Loredana Bertè ha questa dote, tra le tante. Arriva e spazza via tutto il resto. È appena successo anche questa volta, a Sanremo 2024.
Quasi in sordina, dopo una carrellata di brani più o meno riusciti e più o meno a fuoco, entrando di striscio, senza scendere le scale, Bertè prende a cantare e segna il primo grande spartiacque dell’anno. Il brano, Pazza, è completamente aderente all’artista che è, vicinissimo alla sua voce, al suo vissuto, a quello che è diventata. E l’interpretazione, l’unica rock della serata, purché non precisissima (Loredana sa cantare meglio di così, lo farà nei prossimi giorni), è assolutamente convincente. Lo dice anche il pezzo: è arrivato il tempo dell’amore di sé, del pensiero disarmato, della cura. Basta rabbia, è stata utile, ma ora non è più sufficiente. Serve vivere innamorandosi di sé, perdonandosi e scegliendo di essere sinceri.
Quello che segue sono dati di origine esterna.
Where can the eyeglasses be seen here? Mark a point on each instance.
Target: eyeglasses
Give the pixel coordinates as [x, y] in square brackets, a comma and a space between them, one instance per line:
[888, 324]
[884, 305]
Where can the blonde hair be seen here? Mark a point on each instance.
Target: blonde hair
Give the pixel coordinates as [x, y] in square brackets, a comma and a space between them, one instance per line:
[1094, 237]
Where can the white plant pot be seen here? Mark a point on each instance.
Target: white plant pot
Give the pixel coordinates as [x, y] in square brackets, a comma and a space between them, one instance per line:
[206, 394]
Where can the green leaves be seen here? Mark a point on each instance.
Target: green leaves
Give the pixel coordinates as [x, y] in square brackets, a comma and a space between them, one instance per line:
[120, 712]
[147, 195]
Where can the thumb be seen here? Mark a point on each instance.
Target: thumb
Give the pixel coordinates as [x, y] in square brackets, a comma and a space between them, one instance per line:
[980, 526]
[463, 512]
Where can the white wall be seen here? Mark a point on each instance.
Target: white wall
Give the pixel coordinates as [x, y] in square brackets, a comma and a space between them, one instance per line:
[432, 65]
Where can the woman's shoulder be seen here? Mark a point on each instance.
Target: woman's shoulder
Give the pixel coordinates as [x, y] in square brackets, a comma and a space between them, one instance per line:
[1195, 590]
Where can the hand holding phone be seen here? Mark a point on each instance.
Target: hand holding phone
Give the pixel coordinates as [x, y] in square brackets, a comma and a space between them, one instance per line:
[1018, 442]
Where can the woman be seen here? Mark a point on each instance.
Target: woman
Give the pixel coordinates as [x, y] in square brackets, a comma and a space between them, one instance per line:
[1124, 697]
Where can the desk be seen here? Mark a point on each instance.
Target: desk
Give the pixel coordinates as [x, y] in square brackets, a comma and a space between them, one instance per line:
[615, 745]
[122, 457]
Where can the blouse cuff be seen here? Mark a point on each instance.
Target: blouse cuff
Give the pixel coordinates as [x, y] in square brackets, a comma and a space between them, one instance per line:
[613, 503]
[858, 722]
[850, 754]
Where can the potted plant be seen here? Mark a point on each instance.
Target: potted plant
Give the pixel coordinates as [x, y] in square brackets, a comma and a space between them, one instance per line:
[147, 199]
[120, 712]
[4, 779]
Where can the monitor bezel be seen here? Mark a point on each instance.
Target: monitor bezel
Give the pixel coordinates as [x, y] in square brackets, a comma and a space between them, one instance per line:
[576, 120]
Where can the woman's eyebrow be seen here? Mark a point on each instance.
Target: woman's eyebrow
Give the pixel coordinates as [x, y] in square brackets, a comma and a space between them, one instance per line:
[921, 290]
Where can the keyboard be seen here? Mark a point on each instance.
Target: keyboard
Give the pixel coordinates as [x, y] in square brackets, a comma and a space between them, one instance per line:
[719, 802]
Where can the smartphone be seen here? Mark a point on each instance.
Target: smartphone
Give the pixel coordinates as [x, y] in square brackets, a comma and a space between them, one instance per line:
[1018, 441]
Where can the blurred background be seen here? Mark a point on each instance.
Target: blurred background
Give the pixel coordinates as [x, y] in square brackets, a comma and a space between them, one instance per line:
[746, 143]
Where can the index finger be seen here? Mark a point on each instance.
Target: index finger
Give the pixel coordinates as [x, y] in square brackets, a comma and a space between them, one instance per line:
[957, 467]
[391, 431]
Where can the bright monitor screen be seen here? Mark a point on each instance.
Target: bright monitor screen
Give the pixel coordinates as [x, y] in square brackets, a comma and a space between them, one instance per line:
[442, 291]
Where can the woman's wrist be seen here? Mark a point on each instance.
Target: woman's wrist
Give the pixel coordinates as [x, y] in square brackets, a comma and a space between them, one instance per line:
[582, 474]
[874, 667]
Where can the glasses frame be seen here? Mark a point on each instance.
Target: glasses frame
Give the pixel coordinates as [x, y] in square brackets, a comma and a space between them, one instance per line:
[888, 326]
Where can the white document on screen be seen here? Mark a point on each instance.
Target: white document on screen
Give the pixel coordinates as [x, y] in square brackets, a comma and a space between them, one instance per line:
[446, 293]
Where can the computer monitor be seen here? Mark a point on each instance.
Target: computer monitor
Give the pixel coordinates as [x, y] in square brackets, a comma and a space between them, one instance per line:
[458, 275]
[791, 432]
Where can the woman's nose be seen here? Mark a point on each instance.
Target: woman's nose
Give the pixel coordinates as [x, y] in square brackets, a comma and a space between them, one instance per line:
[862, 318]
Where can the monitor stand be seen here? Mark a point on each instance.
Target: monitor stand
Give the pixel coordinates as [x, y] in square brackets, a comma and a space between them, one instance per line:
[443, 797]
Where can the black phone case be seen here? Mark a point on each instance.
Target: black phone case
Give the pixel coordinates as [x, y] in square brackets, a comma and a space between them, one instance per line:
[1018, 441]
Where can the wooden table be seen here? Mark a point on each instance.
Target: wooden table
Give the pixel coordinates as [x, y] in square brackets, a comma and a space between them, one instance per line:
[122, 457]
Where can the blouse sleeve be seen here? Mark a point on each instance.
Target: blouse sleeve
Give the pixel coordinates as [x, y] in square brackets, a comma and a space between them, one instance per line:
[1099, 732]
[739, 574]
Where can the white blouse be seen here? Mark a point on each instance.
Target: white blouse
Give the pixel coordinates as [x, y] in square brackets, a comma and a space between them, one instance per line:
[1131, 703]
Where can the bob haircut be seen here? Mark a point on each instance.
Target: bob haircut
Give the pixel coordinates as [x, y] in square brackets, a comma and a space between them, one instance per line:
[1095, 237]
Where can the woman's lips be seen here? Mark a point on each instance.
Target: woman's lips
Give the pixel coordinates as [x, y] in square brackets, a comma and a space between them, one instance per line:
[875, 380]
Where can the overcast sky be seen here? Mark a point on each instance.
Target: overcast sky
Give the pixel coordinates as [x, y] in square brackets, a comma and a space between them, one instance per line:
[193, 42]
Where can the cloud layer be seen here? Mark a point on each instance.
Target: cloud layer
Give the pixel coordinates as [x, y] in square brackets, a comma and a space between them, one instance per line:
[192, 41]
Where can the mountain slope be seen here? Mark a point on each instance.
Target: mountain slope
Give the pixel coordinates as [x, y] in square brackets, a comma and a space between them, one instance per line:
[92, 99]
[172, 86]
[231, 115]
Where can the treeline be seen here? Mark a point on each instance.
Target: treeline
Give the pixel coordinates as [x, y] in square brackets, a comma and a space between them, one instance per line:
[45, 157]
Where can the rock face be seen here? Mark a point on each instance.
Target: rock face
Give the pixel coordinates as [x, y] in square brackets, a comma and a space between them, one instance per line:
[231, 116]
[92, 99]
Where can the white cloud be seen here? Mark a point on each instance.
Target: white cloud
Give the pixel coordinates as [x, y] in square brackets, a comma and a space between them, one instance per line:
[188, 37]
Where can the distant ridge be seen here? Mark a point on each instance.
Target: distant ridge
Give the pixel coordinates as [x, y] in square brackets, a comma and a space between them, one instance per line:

Infatti, lei canta leggera, dimentica qualche parola, ma sorride, è a suo agio, apre le braccia e stringe tutti al petto: l’Ariston e noi che guardiamo, giornalisti e ascoltatori. Stringe tutte le Loredana che è stata, la bambina e la dannata, la sposa e la rocker, la pazza – appunto – e la regina. Stringe tutte le cose perse, i dolori che sono arrivati e poi passati, le ferite che invece sono ancora lì, ancora aperte, mai cauterizzate. Stringe i volti che ha avuto, tutte le canzoni che ha cantato, le bestemmie e le maledizioni, anche i sorrisi e le notti con le ossa rotte, i canti rimasti inascoltati e le sere senza luna, i giorni senza dio e senza sole, gli anni senza carezze. Più che una stretta, più che una morsa, è un abbraccio universale, un bacio che va al mondo intero.
Finisce l’esibizione, molto vicina ai suoi Sanremo a cavallo tra gli anni Novanta e i primi anni Duemila – ricorda quella di Dimmi che mi ami, ma è meno drammatica – e si accende la meritata standing ovation. Siamo pazzə di te, Loredana. Evviva.